Generating Symbolic Expression for Forward Kinematics

The method that is going to be discussed here applies to simple manipulators. A more general form could be derived but the aim here is to understand the basics. The way ROS understands the kind of robot that is being loaded into the parameter server is through the robot_description tag which is basically an xml file more commonly known as URDF. The URDF file could be parsed to extract all the relevant parameters to compute the forward kinematics (Refer orocos kdl for deeper understanding).

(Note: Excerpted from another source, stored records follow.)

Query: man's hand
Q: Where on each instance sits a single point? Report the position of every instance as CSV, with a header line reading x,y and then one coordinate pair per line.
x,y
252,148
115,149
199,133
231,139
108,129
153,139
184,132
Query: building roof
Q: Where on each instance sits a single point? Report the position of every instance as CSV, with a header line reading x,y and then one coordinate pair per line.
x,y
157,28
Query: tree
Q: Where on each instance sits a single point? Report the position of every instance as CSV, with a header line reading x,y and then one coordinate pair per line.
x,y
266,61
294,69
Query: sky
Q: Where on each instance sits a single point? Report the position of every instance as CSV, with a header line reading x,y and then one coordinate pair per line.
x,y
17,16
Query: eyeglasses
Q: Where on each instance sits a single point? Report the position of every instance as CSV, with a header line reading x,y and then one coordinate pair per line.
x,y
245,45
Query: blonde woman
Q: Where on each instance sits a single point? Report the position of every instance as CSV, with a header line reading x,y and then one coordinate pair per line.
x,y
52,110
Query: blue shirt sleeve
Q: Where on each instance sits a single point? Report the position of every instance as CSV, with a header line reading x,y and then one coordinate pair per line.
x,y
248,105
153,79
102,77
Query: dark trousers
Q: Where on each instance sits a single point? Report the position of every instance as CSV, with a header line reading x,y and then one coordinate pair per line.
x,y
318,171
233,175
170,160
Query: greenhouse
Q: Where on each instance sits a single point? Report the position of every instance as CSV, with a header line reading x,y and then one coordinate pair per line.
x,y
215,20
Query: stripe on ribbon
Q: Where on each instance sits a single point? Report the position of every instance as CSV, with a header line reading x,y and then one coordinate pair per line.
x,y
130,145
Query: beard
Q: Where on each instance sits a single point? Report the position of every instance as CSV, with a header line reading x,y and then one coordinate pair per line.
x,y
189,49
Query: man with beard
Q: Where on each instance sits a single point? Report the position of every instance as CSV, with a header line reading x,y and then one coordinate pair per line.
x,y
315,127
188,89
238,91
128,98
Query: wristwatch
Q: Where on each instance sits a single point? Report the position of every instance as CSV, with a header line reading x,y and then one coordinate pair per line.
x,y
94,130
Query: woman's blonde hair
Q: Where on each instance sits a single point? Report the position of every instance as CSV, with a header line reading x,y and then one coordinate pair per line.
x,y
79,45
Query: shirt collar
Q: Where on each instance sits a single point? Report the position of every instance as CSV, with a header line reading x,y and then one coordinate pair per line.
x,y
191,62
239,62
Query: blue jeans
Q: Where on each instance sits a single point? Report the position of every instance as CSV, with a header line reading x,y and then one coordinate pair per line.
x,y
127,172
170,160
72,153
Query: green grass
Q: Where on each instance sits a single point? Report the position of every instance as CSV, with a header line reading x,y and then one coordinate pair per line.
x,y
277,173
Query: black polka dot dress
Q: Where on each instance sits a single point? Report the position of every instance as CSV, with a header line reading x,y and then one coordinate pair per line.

Let’s take the case of a simple three degree of freedom planar manipulator. Refer to this python script for the following discussion. Some of the things are hard coded as I am not doing any URDF parsing. Launch the simulation environment so that URDF is loaded into the parameter server. Send the robot to zero position (where all the joint values are zero).Then we need to know the link names as described in the URDF (self.links). The arm_base to arm_link_0 and arm_link_3 to arm_end_effector are transformations where the rotations are constant (usually identity) and some fixed translation. Since we are considering a 3-DOF planar manipulator, we know that there are three joint space variable viz.,q1, q2 and q3. The following table can be obtained by carefully observing the output produced by the get_trans_rot() function. It takes in a source and target frame and returns the translation, quaternion and the 4 x 4 transformation matrix between them.

  Rotation
(Axis, Angle)
Translation
arm_base to arm_link0 Identity [0.02, 0.0, -0.0901]
arm_link0 to arm_link1 (Z, q1) [0.1215, 0.0, -0.004]
arm_link1 to arm_link2 (Z, -q2) [0.2, 0.0, 0.004]
arm_link2 to arm_link3 (Z, q3) [0.2, 0.0, 0.0]
arm_link3 to arm_end_effector Identity [0.24, 0.0, 0.045]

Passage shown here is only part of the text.